The pretended ignorance of vegetarian photographer Jillian Lochner’s work offers a humorous touch that lingers in the mind a lot longer than a slap on the wrists.

When I asked this tiny heavyweight photographer, Jillian Lochner, how this idea was conceived, she explained that shooting without any preconceived ideas, but rather from a knowing that transcends structure, is what she enjoys most about her work and about this shoot in particular. Instinctively, together with set stylist, Kirsten Lipshitz, the day unfolded while each hour strung together the elements that produced this layered series of photographs, generously dipped in humour.
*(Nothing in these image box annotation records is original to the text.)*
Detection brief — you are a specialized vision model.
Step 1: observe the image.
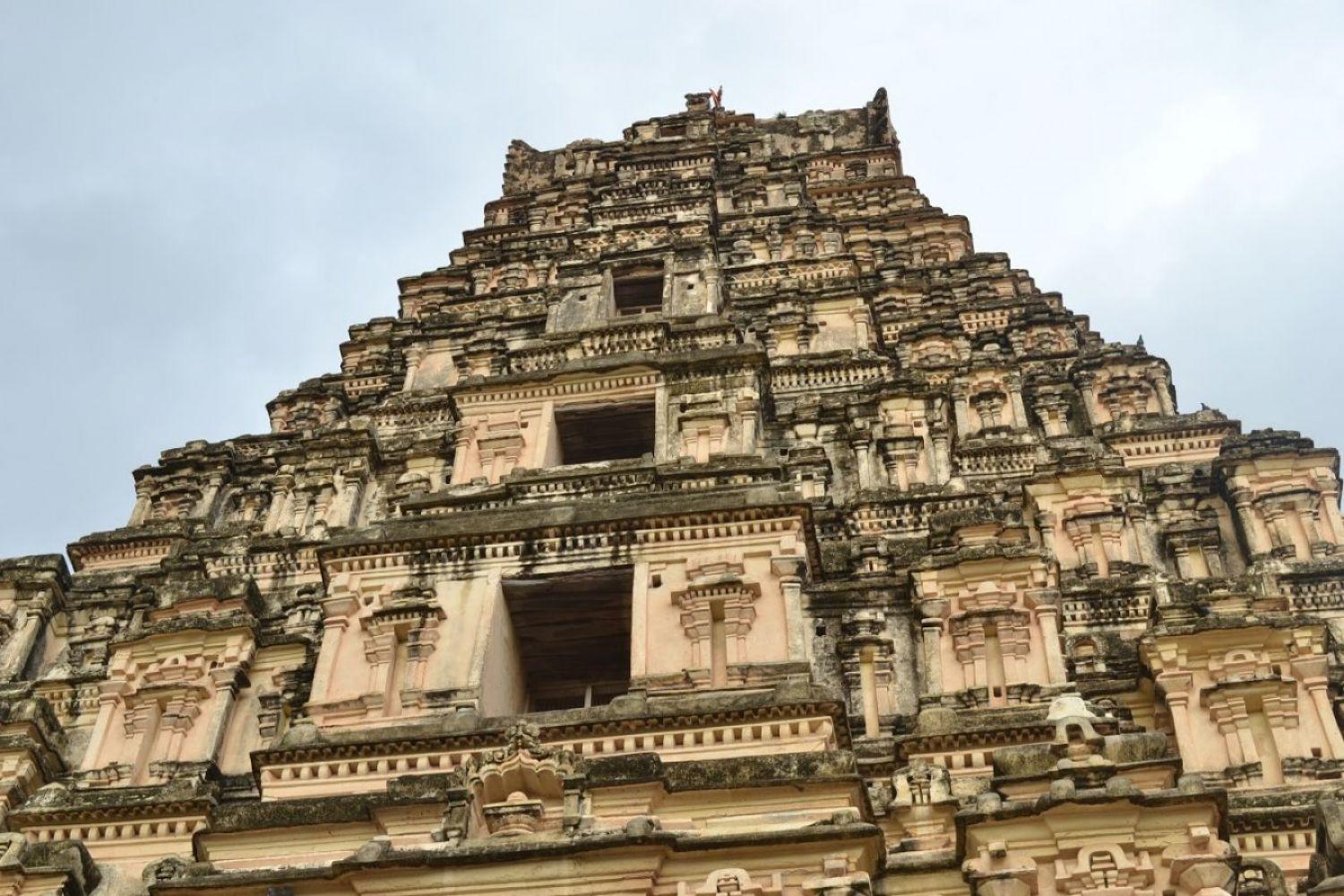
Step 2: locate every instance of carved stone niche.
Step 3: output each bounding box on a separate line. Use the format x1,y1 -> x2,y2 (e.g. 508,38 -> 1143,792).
964,791 -> 1236,896
1218,445 -> 1344,560
1077,358 -> 1176,430
1055,844 -> 1156,896
874,759 -> 960,850
308,582 -> 444,726
874,398 -> 949,490
1032,385 -> 1074,438
443,723 -> 591,844
1027,470 -> 1150,578
1144,626 -> 1344,786
266,390 -> 344,433
953,369 -> 1027,438
676,868 -> 784,896
913,555 -> 1066,707
78,630 -> 254,786
403,340 -> 459,392
676,392 -> 733,463
672,560 -> 761,688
Each image is framed in dark wood that makes up a crucifix shape of 8m by 6m.

This entire series was hand-printed by Bunny, who is a genius in his own right. He prints from his gut the same way I shoot from my gut, the same way Kirsten styles from her gut. I believe in good teamwork from beginning to end’

says Jillian. ‘My work very intentionally juxtaposes the crass and the horrific with the fragile and vulnerable. The juxtaposition is ironic and the aim is to awaken the viewer’s sensibility towards the subject matter’, she says. This initially personal project, was nominated for the Bret Kebbel award.
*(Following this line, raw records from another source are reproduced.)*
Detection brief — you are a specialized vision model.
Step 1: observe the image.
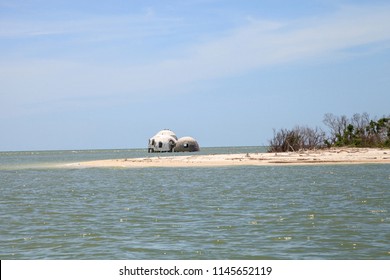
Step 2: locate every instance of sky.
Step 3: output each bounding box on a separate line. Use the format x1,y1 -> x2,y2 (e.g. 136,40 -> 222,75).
0,0 -> 390,151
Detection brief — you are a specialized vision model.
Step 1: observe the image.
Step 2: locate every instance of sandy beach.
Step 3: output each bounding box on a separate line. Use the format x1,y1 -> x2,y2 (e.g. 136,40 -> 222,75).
65,148 -> 390,168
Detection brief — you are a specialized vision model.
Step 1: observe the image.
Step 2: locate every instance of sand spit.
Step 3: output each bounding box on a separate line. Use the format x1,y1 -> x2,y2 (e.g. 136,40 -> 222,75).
62,148 -> 390,168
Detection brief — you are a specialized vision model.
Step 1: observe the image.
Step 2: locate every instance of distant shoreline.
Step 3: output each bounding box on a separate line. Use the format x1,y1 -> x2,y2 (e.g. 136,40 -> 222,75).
60,148 -> 390,168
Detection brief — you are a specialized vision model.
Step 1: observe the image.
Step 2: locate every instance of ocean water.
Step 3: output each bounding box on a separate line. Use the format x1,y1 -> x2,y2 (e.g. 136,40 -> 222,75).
0,147 -> 390,259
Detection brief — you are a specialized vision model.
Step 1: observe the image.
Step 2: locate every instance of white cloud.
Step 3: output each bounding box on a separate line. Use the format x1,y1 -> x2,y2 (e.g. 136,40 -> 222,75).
0,2 -> 390,116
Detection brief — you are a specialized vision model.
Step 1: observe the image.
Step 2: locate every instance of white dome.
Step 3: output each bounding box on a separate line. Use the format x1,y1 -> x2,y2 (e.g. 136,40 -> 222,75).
155,129 -> 177,140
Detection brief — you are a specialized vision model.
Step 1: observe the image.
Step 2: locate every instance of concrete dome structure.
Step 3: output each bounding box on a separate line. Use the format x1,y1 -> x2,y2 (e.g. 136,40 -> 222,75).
174,136 -> 200,152
155,129 -> 177,140
148,129 -> 177,153
148,129 -> 199,153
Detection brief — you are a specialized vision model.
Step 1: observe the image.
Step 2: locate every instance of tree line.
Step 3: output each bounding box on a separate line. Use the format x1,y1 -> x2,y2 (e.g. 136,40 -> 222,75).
268,113 -> 390,152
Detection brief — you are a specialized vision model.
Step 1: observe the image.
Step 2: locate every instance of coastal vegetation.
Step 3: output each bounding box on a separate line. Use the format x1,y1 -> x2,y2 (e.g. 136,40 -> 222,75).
268,113 -> 390,152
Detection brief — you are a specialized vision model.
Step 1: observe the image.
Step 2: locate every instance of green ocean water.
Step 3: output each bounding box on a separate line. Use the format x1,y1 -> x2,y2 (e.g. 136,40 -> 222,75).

Jillian does not ‘babysit’ the viewer but rather encourages one to look beyond the one-dimensional image and to transpose and search for vibrations of thought which hold knowledge that is not available through the ordinary rate of thought vibration – hail Napoleon Hill – and to discover for oneself what is hidden in the images by devising a personal interpretation.

She often uses dead animals in her work because ‘we have the same skin and blood, yet it is acceptable to do what we do to them, without punishment! I have come to realise that it is not only the images, but the strength of character behind the work that matters’, she adds. Jillian counts certain philosophers as her mentors and she believes that with their wisdom and insight she has grown enormously as a person, which is of the utmost importance to her work. As Nietzsche says: ‘What someone is, begins to be revealed when his talent abates, when he stops showing us what he can do.’